I turned to the three others.
“And you three, you keep loading up your trays here with drinks and stuff and keep on circulating around. Keep moving all the time and keep your trays filled. Make sure everybody’s got enough to drink and eat. There’s gonna be a big gang here, maybe a hundred, and I don’t want anybody to be thirsty. Understand?”
“Yes, sir,” they said, and nodded.
I looked at my watch.
“They ought to begin arriving pretty soon now. So all right, then, you fellows, you know what I want. Go to it, and if everything’s all right, there’ll be a nice little something extra for each one of you when it’s all over. Okay?”

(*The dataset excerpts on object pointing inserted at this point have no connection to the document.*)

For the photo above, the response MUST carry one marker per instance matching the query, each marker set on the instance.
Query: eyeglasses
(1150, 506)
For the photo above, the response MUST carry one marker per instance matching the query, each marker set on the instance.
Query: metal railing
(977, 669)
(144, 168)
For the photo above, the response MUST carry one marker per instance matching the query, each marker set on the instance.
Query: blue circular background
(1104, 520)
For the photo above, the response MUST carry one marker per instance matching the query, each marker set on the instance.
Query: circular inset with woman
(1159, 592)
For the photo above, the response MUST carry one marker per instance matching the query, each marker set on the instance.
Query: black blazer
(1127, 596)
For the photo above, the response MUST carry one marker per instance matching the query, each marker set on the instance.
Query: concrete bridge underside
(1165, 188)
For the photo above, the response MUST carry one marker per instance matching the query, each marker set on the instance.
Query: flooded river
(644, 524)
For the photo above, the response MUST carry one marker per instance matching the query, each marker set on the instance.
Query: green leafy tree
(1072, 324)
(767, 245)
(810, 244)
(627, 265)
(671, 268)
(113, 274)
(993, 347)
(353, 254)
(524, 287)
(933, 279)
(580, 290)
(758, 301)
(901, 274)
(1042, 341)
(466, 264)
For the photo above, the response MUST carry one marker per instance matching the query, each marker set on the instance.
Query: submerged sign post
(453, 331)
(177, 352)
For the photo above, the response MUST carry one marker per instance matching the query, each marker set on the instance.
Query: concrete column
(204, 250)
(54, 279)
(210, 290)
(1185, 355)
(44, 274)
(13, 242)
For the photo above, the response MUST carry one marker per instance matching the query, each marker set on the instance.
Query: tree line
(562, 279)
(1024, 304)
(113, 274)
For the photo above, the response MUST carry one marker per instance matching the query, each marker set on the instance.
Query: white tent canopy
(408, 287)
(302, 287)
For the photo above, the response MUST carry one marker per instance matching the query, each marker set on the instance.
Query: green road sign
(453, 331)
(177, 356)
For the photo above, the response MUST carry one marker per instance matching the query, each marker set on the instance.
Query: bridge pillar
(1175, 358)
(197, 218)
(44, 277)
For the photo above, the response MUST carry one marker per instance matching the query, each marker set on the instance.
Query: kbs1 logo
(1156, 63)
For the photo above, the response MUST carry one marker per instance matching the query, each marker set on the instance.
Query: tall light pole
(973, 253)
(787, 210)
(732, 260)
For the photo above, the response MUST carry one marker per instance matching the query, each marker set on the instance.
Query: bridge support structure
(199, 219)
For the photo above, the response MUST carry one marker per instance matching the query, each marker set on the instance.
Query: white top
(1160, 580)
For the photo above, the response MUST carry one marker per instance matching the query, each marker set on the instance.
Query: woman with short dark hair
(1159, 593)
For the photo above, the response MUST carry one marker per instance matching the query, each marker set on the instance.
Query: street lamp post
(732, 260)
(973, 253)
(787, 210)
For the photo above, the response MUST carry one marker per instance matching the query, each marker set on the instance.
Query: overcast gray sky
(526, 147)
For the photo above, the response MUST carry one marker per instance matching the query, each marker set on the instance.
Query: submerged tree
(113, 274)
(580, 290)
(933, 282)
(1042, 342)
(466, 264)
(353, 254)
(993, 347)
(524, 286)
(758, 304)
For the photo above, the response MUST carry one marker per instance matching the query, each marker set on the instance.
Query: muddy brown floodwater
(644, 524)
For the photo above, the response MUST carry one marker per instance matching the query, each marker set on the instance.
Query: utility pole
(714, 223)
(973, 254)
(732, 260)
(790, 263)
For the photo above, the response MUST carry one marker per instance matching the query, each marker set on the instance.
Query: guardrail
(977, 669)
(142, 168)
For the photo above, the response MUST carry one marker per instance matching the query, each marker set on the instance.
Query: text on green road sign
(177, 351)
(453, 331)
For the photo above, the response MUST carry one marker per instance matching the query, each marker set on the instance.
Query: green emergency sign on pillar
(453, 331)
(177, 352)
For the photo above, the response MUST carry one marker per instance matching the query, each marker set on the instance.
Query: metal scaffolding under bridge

“Yes, sir,” they said, and nodded.
It wasn’t really as monotonous as it sounds. I even liked it a little, the way no matter what I said they yessed me and nodded.
I turned to the long, low platform the carpenters had built along the wall opposite the windows. It stretched, like a stage, for about twenty feet down the showroom, beginning at the curtained doorway that led into the models’ room. I climbed the three low steps at the far end and walked along its length, dropping my feet heavily, to test its strength. It was good and solid. At the end I stepped down, parted the curtains, and walked into the models’ room.
There was so much noise and smoke in the room that nobody noticed me. About twenty girls were jammed into the small space, dressing, undressing, smoking, and all the time jawing away at each other. In the middle, fitting a dress on a platinum blonde with a cute little fanny, was Meyer Babushkin. He had a tape measure around his neck, a mouthful of pins, and from the frown on his face you would think he was measuring his closest friend for a wooden overcoat.